Nasa arrives in Mount John for New Zealand’s largest telescope

The University of Canterbury Mount John Observatory above Lake Tekapo.

Supply

The University of Canterbury Mount John Observatory above Lake Tekapo.

Tekapo, home to New Zealand’s largest telescope, has just become the site of a new research collaboration with the United States National Aeronautics and Space Administration (Nasa).

The Ministry of Business, Innovation and Employment (MBIE) has signed an agreement with Nasa that has enabled a collaboration between the Nasa Capstone mission team and a University of Canterbury-led research team.

“Mount John Observatory (which overlooks Tekapo and is owned by the University of Canterbury) is the largest observatory in New Zealand, and it has the largest telescopes,” said Stephen Weddell, UC’s electrical and computer engineering academic associate professor.

The UC team seeks to help validate a research approach to create a sislunar space situational awareness capability – which is a way to detect spacecraft orbiting the Moon or between high Earth orbit and the Moon.

READ MORE:
* James Webb Space Telescope reaches endpoint one million miles from Earth
* Web space telescope evades ‘single-point failures’ while tennis court-size sunscreen deploys
* New space telescope explodes, begins mission to scan the cosmos and look back in time

“This detection will become increasingly important as more countries and private actors send spacecraft to the moon,” a UC press release said.

“At the most basic level, we see space debris,” Weddell said.

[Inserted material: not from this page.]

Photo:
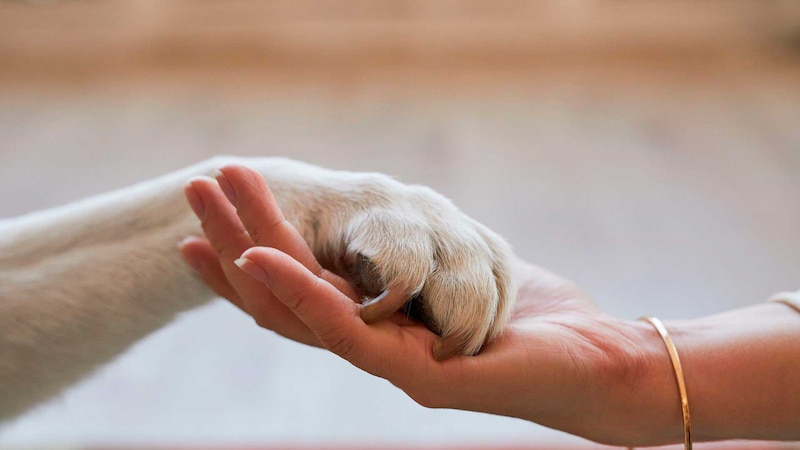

“Nobody wants their lunar mission to be hit by space debris moving faster than a fast bullet in a low-Earth orbit. In a collision, it could cause significant damage to a satellite and other spacecraft.

“Our method is based on photometry and uses specialized instrumentation, such as adaptive optics, to explore the extent to which we can use the natural properties of light and maximize the ability of our optical telescope at the Mount John Observatory.”

“… we want as much magnification as we can to see these objects.”

The UC-led research team, which includes academics from the universities of Auckland and New South Wales, will try to locate the spacecraft from the Mt John Observatory and the UNSW Observatory in Canberra, Australia.

The research team of seven is led by Weddell, who said he feels “fairly privileged to be part of this program”.

“Being able to contribute to this epic project is just fantastic.”

The University of Canterbury Mount John Observatory at Tekapo.  (File photo)

Bejon Haswell / Stuff

The University of Canterbury Mount John Observatory at Tekapo. (File photo)

Weddell and his team, made up of academics from the universities of Auckland and New South Wales and postgraduate students build instrumentation around the exact location of Capstone, a capsule made by Rocket Lab in its orbit around the Moon, detect and make cislunar [between earth and the moon] observations. The Rocket Lab capsule is a “big first step” after humans’ return to the moon.

“It is a tool we are developing that will be able to determine the position of a spacecraft that is far from Earth.

“We build instrumentation that essentially depends on the back of the telescope, we point the telescope in the direction Nasa or Rocket Lab tell us to point, and then we try to pick up the location more accurately than we would if we could. it depicts. ”

Weddell said taking photos does not work so well for cisl observations because the light from the moon disrupts the photo.

“The big problem with the Moon is that it emits a lot of light.

“By using instrumentation we can get a much more accurate idea of ​​where the object is positioned.”

The university will begin their immediate observations when the Capstone orbits the moon, which according to Weddell will take several months.